Monday, April 13, 2009

Another Impressive Job to Add to My Resume

I’ve been taking photos of kids with the Easter Bunny. And sometimes…I am the bunny. At least the anti-corporate perks are great. It is a small local company, owned by people I know. I actually know the person who signs my paycheck, and I see her (yes her!) everyday. I don’t have to wear a uniform, or clock in, or wear a nametag. If you’ve ever worn a nametag at your work, you’ll undoubtedly be familiar with customers using your name sarcastically or to personally disrespect you. They believe they reside in some kind of exclusive echelon because they have blatant access to what your name is, while you, the ignorant working class servant, do not know their name. “Well thanks for your help, Caitlin”.
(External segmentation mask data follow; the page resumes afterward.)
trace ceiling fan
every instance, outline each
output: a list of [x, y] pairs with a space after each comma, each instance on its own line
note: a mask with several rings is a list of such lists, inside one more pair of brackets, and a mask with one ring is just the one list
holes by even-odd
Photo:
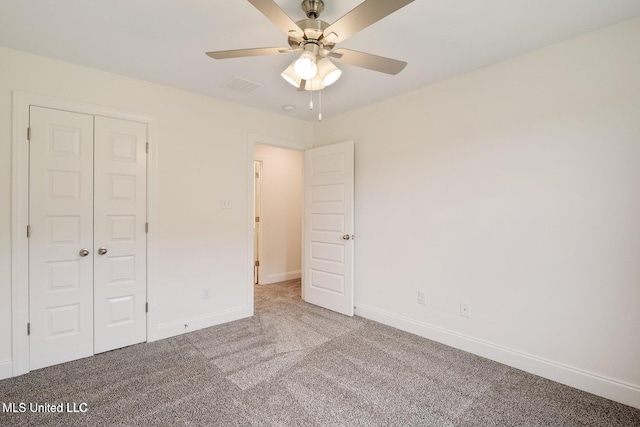
[[208, 56], [229, 59], [300, 52], [300, 57], [281, 75], [298, 90], [308, 91], [322, 90], [340, 78], [342, 71], [331, 60], [393, 75], [407, 65], [403, 61], [335, 47], [413, 0], [365, 0], [333, 24], [319, 19], [324, 10], [323, 0], [303, 0], [301, 7], [307, 19], [298, 22], [289, 18], [274, 0], [248, 1], [289, 36], [289, 47], [221, 50], [207, 52]]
Several occasions in my retail working life have warranted a severe reaction to unconventionally rude customers. At this juncture the person has realized that this employee, me, is surprisingly confrontational, and their confidence is suddenly stricken with doubt. At which point the person will then use my name to “tell” on me, because they can no longer uphold the argument themselves. They are seen looking around for a more authoritative figure to back them up. A manger in retail does not have your back. A manager will absolutely side with that dickhead, even though he knows you, and has never seen this person in his life. An apology might be made later, in the back, and it’ll be such a laugh, oh those uptight customers. But the pseudo-apology leaves one feeling even more disgruntled and helpless.
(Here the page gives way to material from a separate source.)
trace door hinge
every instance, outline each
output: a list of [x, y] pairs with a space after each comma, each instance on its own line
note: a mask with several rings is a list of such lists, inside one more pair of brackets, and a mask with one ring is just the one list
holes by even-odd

If dickhead can’t find a manager, they then use that critical piece of information, your name, to ensure that you will be told on, yes they will be making some kind of report to the highest headquarters about your performance and they will use your name, and you will get into so much trouble.

A shameful brand on your company issued polo shirt will sabotage your argument. Dickhead will dramatically look down at your nametag and say your name with the same wrinkled nose of repulsion when one discovers expired milk in the fridge and say “Caitlin”. And with self assurance building in their face, their posture, every second they will say very syrupy sweet: “Who’s your manager?”.
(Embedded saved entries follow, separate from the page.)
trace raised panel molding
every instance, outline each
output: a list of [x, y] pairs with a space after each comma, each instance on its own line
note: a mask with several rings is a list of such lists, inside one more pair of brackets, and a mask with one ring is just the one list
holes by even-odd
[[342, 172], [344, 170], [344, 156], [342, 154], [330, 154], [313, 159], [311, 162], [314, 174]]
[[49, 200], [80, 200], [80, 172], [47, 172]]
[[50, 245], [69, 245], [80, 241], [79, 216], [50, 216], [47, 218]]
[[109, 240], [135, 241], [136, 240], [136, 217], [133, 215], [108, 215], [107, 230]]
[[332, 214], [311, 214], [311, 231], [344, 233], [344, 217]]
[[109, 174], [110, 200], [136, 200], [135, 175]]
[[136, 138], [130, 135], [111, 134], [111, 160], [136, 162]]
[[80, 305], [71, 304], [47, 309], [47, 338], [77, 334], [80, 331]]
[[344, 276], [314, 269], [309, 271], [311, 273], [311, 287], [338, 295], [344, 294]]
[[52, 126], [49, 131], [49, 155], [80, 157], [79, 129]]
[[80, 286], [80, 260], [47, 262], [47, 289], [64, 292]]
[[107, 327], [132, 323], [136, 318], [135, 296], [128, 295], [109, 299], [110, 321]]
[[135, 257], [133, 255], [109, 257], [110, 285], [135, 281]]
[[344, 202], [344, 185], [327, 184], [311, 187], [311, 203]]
If you can not hesitate and fire back, just as sickly sweet—no, be adorable when you tell them the first and last name of your boss, and the name of his boss and what their titles are, and politely encourage them to give either person a call, you will make that fucker back down!

My thing is, I don’t come to your job and treat you like shit just because you’re at work and can’t doing anything about it. So go home, and tell your partner all about what a gigantic bitch I am. Declare that you will never again return to that store whilst simultaneously rehearsing all the nasty things you will say to me when you come in again. Bring it.

At this job, my boss always takes my side, and we can tell people to get lost if they’re creating a scene because they can’t do anything about it. There is no “Mom” or “Dad” to tattle to. By contrast, if a customer arrives that we like, and is a good person, we can cut them a deal, or say things like “It’s on the house”, which is such a nice divergence from the corporate hell that would never allow you to do that for good customers.


  1. At my job its the exact opposite... its my boss who is against me. FTW

    in soviet russia job works you

  2. When you are the Easter Bunny, YOU are the one runnin shit! I think even the biggest rat knows that. Who wants to be known as the parent who snitched on the Easter Bunny? In every American kids eye that is the moral equivalent of being a prison snitch, you might not get shived or sodomized in the shower over it but you lose a lot of respect!